Fernando Diniz e o novo-velho futebol brasileiro
Centro de debates intermináveis, Fernando Diniz, de um jeito ou de outro, mudou o jeito que se discute futebol no Brasil, começando a trazer alguma profundidade para o debate construído aqui. Quando Diniz alcançou uma certa relevância dentro do futebol brasileiro, principalmente após sua primeira passagem no Fluminense e seu trabalho no São Paulo, a discussão começou rasa como costumava ser. O debate construído na imprensa ainda era muito pautado na dialética jogo curto, lento e pausado x jogo vertical, físico e alongado. Desconsiderava-se as nuances das organizações a partir do espaço e do tempo, do verdadeiro significado de verticalidade, e tudo se organizava como uma divisão entre guardiolistas, aqueles que gostam da bola e trocam passes curtos, e kloppistas, aqueles que contra-atacam com velocidade, verticalidade e intensidade. Guardiola x Klopp. Zidane x Simeone. Telê x Felipão. Menotti x Bilardo. Pode haver mais ou menos iniciativa em um ou outro, mas, no todo, o treinador sempre caía em uma das caixinhas. Isso cria aberrações como colocar numa mesma caixa Telê e Cruyff, como se houvesse uma forte afinidade conceitual entre os dois, já que ambos os treinadores gostam de trabalhar a posse de bola com toques curtos. Nesse cenário, as comparações entre Diniz e Guardiola floresceram – num lugar onde só se debate gostar ou não da bola, parece automático aproximar os dois treinadores. A discussão sobre Diniz se reduzia a debates sobre a “saidinha” – uma saída de bola muito curta, sempre de pé em pé, nunca usando o chutão, e os perigos que ela traz. Felizmente, Diniz não demoraria para mudar o foco do debate para uma questão mais profunda.

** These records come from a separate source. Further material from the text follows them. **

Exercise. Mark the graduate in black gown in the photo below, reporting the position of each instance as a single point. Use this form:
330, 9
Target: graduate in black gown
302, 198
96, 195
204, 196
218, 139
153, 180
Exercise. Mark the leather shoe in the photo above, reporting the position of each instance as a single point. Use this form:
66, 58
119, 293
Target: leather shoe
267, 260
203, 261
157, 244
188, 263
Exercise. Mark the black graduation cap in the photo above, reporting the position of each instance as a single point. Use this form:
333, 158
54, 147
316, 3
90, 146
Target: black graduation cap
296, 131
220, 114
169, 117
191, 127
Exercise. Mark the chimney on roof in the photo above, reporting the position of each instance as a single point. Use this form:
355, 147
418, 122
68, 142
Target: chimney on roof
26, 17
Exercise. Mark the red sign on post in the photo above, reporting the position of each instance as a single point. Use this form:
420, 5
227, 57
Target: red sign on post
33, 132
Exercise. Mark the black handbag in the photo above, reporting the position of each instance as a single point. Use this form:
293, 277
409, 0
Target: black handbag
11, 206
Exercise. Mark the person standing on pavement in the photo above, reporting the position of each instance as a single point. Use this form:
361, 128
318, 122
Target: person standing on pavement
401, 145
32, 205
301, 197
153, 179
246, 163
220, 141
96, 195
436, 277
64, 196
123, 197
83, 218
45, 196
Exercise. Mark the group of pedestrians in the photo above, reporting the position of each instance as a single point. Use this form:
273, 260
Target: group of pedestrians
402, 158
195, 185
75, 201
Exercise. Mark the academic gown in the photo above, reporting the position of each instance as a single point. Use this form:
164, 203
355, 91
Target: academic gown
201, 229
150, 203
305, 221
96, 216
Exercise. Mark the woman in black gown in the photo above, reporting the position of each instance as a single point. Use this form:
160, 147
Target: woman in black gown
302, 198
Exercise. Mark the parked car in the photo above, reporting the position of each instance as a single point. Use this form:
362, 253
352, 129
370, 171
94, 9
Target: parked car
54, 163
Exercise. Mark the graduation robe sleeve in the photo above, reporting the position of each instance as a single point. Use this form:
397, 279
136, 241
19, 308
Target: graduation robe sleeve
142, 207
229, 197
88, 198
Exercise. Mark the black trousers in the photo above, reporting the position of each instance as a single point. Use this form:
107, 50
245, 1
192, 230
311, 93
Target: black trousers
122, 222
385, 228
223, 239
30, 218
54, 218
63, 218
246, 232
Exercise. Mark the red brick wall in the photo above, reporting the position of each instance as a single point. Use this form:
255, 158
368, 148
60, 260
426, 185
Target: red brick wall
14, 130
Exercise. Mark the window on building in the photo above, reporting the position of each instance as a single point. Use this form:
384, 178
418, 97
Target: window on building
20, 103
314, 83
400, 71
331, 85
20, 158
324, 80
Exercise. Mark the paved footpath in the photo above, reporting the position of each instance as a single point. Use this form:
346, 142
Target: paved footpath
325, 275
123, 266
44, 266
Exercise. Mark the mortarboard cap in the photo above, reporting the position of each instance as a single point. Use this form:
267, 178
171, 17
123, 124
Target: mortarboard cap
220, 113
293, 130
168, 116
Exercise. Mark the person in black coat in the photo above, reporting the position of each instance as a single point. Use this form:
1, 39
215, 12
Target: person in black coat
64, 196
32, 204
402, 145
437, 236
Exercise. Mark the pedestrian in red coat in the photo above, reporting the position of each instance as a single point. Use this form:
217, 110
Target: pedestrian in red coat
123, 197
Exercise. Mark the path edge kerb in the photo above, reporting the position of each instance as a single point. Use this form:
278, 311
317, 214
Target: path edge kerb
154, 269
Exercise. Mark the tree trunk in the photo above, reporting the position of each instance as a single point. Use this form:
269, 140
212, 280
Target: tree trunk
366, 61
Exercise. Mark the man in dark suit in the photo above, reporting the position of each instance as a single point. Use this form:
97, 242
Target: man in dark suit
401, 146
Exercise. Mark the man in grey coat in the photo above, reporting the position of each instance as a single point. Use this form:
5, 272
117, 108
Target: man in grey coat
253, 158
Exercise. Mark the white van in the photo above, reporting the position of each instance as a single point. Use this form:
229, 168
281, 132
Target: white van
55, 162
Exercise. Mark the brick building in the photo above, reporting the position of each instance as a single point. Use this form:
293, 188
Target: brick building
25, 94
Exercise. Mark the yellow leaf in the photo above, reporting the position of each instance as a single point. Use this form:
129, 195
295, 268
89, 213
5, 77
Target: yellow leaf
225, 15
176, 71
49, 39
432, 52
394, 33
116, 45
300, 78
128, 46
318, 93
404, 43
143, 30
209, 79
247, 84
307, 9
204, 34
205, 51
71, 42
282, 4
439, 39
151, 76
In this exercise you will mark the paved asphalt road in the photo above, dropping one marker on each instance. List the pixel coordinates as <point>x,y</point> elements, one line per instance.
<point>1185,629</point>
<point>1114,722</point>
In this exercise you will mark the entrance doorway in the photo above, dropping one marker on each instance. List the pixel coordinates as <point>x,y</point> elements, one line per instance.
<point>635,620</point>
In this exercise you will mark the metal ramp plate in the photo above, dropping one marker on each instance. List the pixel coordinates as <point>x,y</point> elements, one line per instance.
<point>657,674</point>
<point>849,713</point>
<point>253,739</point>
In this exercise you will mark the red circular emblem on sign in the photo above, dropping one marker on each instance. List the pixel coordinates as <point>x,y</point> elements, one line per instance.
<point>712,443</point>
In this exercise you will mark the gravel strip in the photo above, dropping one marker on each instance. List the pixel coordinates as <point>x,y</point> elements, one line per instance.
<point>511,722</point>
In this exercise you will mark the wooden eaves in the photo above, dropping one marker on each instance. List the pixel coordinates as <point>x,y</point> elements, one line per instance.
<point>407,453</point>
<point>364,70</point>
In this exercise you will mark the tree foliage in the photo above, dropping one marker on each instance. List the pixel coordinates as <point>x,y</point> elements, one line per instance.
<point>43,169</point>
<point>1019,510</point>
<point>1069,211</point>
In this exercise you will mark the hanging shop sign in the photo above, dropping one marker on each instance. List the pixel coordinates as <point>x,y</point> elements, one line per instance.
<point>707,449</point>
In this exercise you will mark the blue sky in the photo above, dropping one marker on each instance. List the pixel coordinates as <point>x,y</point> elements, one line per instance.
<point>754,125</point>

“Por conta de gostar de ter a bola, obviamente as pessoas me associam ao jeito do Guardiola jogar, mas para aí. Porque a maneira dele ter a bola é quase o oposto da maneira que eu tenho a bola. (A maneira do Guardiola) É um jogo posicional, que se chama hoje, os jogadores respeitam muito a posição e a bola vai no espaço. […] Os jogadores obedecem um determinado espaço pra ficar. Quem tá do lado direito, tá do lado direito e quem tá do lado esquerdo, tá do lado esquerdo, e eles movimentam dentro daquele espaço e a bola chega naqueles espaços. […] E o jeito que eu vejo o futebol nesse momento é quase que aposicional. Os jogadores conseguem migrar mais de posição, o campo fica mais aberto e o jogo fica mais livre. Em determinado momento, a gente pega e se aproxima em determinados setores do campo, e mesmo naquele setor do campo tem troca posicional” – Fernando Diniz.
Diniz incendiava um debate ainda incipiente no cenário nacional: há mais de um jeito de ter a bola, de trabalhar a bola. Dois times podem gostar de ter a bola, mas trabalhá-la de maneiras opostas. Um time posiciona seus jogadores em determinadas zonas e move a bola entre essas zonas, movendo mais a bola do que seus jogadores: é o ataque posicional ou ataque por zona, pois os times atacam a partir das posições dos jogadores, das zonas ofensivas que eles ocupam. Aqui, a prioridade é a posição, e a função, isto é, o que o jogador faz com a bola, é algo secundário em relação ao espaço que ele ocupa.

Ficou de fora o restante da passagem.